Why Africans are apathetic about bad governance
Posted by CM on April 2, 2007
Here is an interesting thesis by Charles Onyango-Obbo, a managing editor at Kenya’s Nation Media Group:
An observer of the goings-on in Africa called from the US to ask me a tough question : “Why is it,” he wanted to know, “that African strongmen tend to seem more powerful and entrenched at the point when their political record is at its worst?” It had always puzzled him, he said, because at the point when African residents are presiding over flourishing economies and therefore have the money and groceries with which they can buy support, they also seem to be weak.
But when they turn their countries into a shambles, with inflation soaring close to 1,800 per cent as in Zimbabwe and nothing to bribe their people with, everyone seems helpless to remove them. Today, the Zimbabwean government cannot maintain the army and police in the style hey are accustomed to, yet they are more zealous in cracking the skulls of the opposition than when life was better.

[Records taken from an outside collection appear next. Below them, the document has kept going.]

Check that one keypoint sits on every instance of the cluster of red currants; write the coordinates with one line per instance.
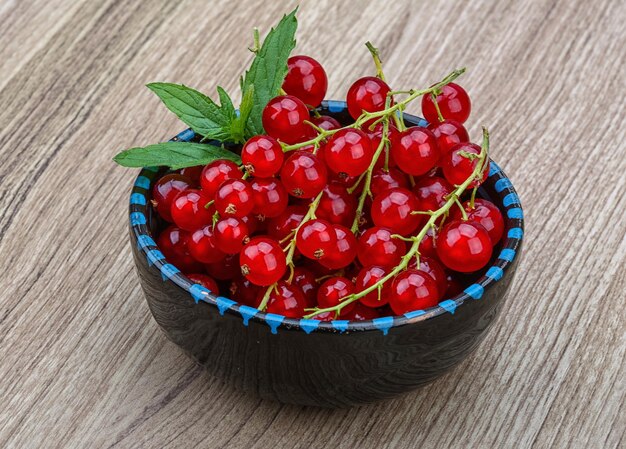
(320, 214)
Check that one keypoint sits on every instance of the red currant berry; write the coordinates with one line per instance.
(234, 197)
(270, 197)
(464, 246)
(485, 213)
(284, 117)
(413, 290)
(280, 227)
(431, 192)
(164, 191)
(392, 209)
(214, 174)
(188, 209)
(262, 261)
(367, 94)
(348, 151)
(231, 234)
(287, 300)
(262, 156)
(377, 247)
(333, 292)
(306, 79)
(206, 281)
(316, 239)
(453, 102)
(345, 250)
(384, 180)
(337, 205)
(415, 150)
(173, 243)
(457, 167)
(368, 277)
(202, 246)
(448, 133)
(303, 175)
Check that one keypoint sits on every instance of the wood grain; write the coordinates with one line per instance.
(84, 365)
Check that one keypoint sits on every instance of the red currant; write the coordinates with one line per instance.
(392, 209)
(188, 209)
(231, 233)
(333, 292)
(287, 300)
(202, 246)
(284, 117)
(376, 246)
(303, 175)
(485, 213)
(316, 239)
(415, 150)
(367, 94)
(453, 102)
(262, 156)
(214, 174)
(413, 290)
(262, 261)
(457, 167)
(164, 191)
(306, 79)
(464, 246)
(349, 151)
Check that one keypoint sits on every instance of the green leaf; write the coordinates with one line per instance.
(197, 110)
(174, 155)
(269, 68)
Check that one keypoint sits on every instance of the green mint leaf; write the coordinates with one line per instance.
(174, 155)
(269, 68)
(196, 110)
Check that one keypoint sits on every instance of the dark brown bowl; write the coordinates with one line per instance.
(329, 364)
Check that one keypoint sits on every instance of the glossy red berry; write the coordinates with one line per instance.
(306, 79)
(413, 290)
(262, 261)
(415, 150)
(270, 197)
(345, 249)
(348, 151)
(457, 167)
(485, 213)
(337, 205)
(287, 300)
(316, 239)
(366, 278)
(377, 247)
(215, 173)
(367, 94)
(231, 233)
(392, 209)
(431, 192)
(188, 209)
(464, 246)
(206, 281)
(453, 102)
(202, 246)
(448, 133)
(303, 175)
(164, 191)
(284, 117)
(333, 292)
(234, 197)
(262, 156)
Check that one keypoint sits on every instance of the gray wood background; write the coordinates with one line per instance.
(82, 364)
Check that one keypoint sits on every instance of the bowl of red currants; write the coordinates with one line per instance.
(319, 252)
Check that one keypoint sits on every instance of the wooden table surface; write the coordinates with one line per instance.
(82, 363)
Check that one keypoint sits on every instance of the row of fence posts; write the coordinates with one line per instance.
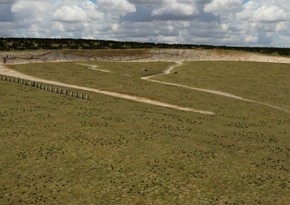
(45, 87)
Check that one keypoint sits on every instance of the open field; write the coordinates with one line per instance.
(55, 149)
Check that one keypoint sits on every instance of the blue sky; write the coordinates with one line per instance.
(217, 22)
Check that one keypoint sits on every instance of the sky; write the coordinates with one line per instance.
(211, 22)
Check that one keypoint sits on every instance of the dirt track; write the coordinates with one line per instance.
(9, 72)
(161, 55)
(215, 92)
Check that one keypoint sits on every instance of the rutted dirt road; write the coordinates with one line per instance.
(215, 92)
(9, 72)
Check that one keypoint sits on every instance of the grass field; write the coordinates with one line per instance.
(55, 149)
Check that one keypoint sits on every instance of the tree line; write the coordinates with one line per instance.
(11, 44)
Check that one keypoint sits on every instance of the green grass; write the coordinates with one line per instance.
(266, 82)
(55, 149)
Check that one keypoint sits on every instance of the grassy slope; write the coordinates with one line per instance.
(60, 150)
(266, 82)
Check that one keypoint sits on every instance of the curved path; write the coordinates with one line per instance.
(9, 72)
(215, 92)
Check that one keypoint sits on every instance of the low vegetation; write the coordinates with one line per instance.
(55, 149)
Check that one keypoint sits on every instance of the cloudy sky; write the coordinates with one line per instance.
(217, 22)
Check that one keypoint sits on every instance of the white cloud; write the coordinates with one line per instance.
(223, 5)
(175, 9)
(229, 22)
(116, 5)
(269, 14)
(70, 14)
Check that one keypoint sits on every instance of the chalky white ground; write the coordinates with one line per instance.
(9, 72)
(192, 55)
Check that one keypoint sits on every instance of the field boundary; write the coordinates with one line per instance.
(45, 87)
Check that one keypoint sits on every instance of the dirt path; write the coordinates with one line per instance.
(215, 92)
(9, 72)
(94, 67)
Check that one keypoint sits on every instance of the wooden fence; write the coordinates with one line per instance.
(46, 87)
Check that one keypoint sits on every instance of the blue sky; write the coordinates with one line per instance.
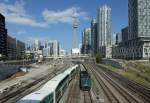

East Africa offers some answers. In the bad old days of military ruler Idi Amin in Uganda, for example, we learnt that when an economy collapses, the few parts of it that are still working are almost always in the hands of regime officials and supporters. The opposition supporters have nothing, and therefore they can’t fund anti-government politics. The opposition needs an economy that is doing well to thrive, which is the lesson we glean from Kenya today.
The only problem with that is that there may not be enough anger, because things aren’t bad enough, to cause enough people to kick the government out at elections. And by the time matters are bad enough and there is sufficient anger, there is no economic infrastructure to support rivals.
A situation where people have nothing, however, is fertile for armed rebellion. Therefore, if people don’t take up arms or resort to drawn-out street action (as in Kenya during Daniel arap Moi’s rule), then the strongman will survive. Militant action brings results (though not always) partly because there is a limit to how long policemen on empty stomachs can chase demonstrators around, or hungry soldiers can dig in against rebels.
It might give us another explanation for the apathy of many Africans in the face of bad government. There is a view that peoples who have endured the long and painful history of slavery, which then gave way to colonialism, have a strong tendency toward self-preservation. For that reason, of all the people in the world the African is the least likely to be a suicide bomber. An offshoot of this is that many of us cannot easily be persuaded to put our necks on the line and die in the process, in the hope that the lives of our children will be better.
Moreover, one senses that because a lot of the liberation wars and “people power” revolutions that have swept corrupt and brutal old-style governments out of Africa in the past 20 years have failed to bring a better life, the distrust of politics among ordinary people has grown deeper.
Where the line between the good and bad guys is fuzzy, it is always the bad guys, like Mugabe, who benefit.
As interesting as Onyango-Obbo’s ideas are, they do not explain why, using the case of Zimbabwe, people were able to overcome their strong sense of preservation and take part in a brutal armed conflict against Ian Smith’s Rhodesia. But his overall point may still be valid : the collective societal remembrance of the brutality of the war may very well account for Zimbabweans’ extreme reluctance to slide back towards anything similar. This is particularly so when the Mugabe government has gone out of its way to show it would not only be willing to use any measures against protest, but may even be itching, eager to do so.